Several top Democrats have all but endorsed the re-election of Gov. Charlie Baker, and I want to talk about just one reason why that could potentially cripple the party’s effort to convince people to register, turn out, and vote Democratic.
There are massive racial disparities in America’s criminal justice system. African Americans are more likely to be arrested on drug offenses, more likely to be held in jail awaiting trial, more likely to be sentenced to prison (and longer prison terms), and more likely to have their probation revoked, often for unexplained reasons.
African Americans are incarcerated in state prisons at a rate that is 5.1 times the imprisonment of whites, according to The Sentencing Project. Latinos are imprisoned at a rate that is 1.4 times the rate of whites nationwide, but Massachusetts has the worst disparity in the entire country – here, Latinos are imprisoned at a rate 4.3 times the rate of whites. Misguided criminal justice policies and prison-packing mandatory minimums have gotten so bad that a bipartisan coalition is pushing for major reform.
Yet part of Gov. Baker’s response to the opiod epidemic is to try to make mandatory minimums even worse. He wants to sentencing some drug dealers as killers:
State Representative Russell Holmes, a Mattapan Democrat, said he thinks the bill goes too far. “How do you know it was that person’s drugs that killed the person?” he said. “I’m not agreeing with that.”

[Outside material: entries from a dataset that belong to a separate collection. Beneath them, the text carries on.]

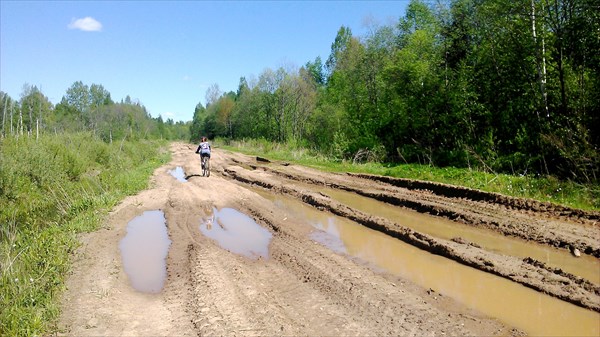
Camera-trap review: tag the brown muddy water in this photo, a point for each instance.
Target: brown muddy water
(178, 173)
(144, 251)
(516, 305)
(237, 233)
(585, 266)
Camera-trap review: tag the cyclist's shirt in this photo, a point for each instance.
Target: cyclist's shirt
(204, 148)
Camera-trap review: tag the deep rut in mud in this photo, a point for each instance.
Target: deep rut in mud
(302, 287)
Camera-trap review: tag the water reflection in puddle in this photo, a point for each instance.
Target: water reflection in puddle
(178, 173)
(516, 305)
(237, 233)
(144, 251)
(585, 266)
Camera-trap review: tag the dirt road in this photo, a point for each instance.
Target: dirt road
(303, 287)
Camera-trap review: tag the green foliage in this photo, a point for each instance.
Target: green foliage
(51, 189)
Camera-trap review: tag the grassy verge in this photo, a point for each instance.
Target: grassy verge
(543, 188)
(51, 189)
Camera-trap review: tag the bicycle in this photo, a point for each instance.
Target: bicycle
(206, 166)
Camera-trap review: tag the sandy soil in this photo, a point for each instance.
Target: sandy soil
(304, 288)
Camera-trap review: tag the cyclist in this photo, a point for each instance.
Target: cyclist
(204, 149)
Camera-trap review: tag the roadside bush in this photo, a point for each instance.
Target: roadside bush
(52, 188)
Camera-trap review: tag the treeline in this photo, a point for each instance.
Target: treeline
(83, 108)
(505, 86)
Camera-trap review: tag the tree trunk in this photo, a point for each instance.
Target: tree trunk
(540, 61)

Critics worry that people selling small quantities of drugs to feed an addiction might end up in jail. “Incarceration of people with drug addiction continues to scar them and not help the problem,” said Lew Finfer, a spokesman for Jobs Not Jails, a coalition of labor, community, and religious groups pushing for an overhaul of criminal laws. “We need to make sure we’re doing it right; not adding to mass incarceration.”
Maryanne Frangules, executive director of the Massachusetts Organization for Addiction Recovery, shared similar concerns. “Our feeling on mandatory minimums is you need to have the ability to look at mitigating circumstances,” Frangules said. “We don’t want carfentanil and people making this stuff out there, but I’m not sure mandatory minimums is the answer.”
But this is the best part, and by best I mean the atrociously, horribly worst:
Defense attorneys praised Baker’s efforts to tackle the opioid crisis but worried that mandatory minimum sentences could wind up criminalizing drug addiction.
“The intent is good,” said Martin W. Healy, chief legal counsel to the Massachusetts Bar Association. “We hope this is targeted more to actual traffickers, instead of low-level dealers who are addicts themselves.”
Doesn’t that make you feel better, disproportionately-targeted communities of color? The Massachusetts Bar Association supports expanding powers that have a long track record of being abused in racially-biased ways, but they’re hoping hings will be different in the future, because ¯\_(ツ)_/¯! Note that the MBA’s leadership is 100% white and 83% male.
Boston Mayor Marty Walsh, House Speaker Robert DeLeo, and U.S. Rep. Michael Capuano (in a total coincidence I’m sure, all white men) have all issued virtual endorsements of Baker by saying they won’t commit to voting for the Democratic nominee. Even if they endorse the Democrat now, every article will say they probably only endorsed because they were forced to.
Baker has introduced a bill allowing Massachusetts police officers to cooperate with President Trump’s white nationalist campaign targeting immigrants. Baker (and Walsh!), gripped by panic, were ready to ban all Syrian refugees – even children – as a response to a terrorist attack. And Baker once defended the Confederate flag not as a symbol of slavery or treason but of “tradition.”
Now, I’m not saying Baker is racist, and his immediate condemnation of racist taunting at Fenway Park was a step in the right direction. What I’m saying is: Democrat should be highlighting these issues as reasons to register, to come out to the polls, and vote Democratic.
Instead, Massachusetts’ top Democrats are sending a loud, clear signal that there’s no daylight between Republicans and Democrats on issues like sentencing reform, immigration, and racial justice.
And Democrats will wonder why they keep losing the governor’s seat to Republicans and setting up Massachusetts Republicans for runs at national office. Then again, maybe they just don’t care.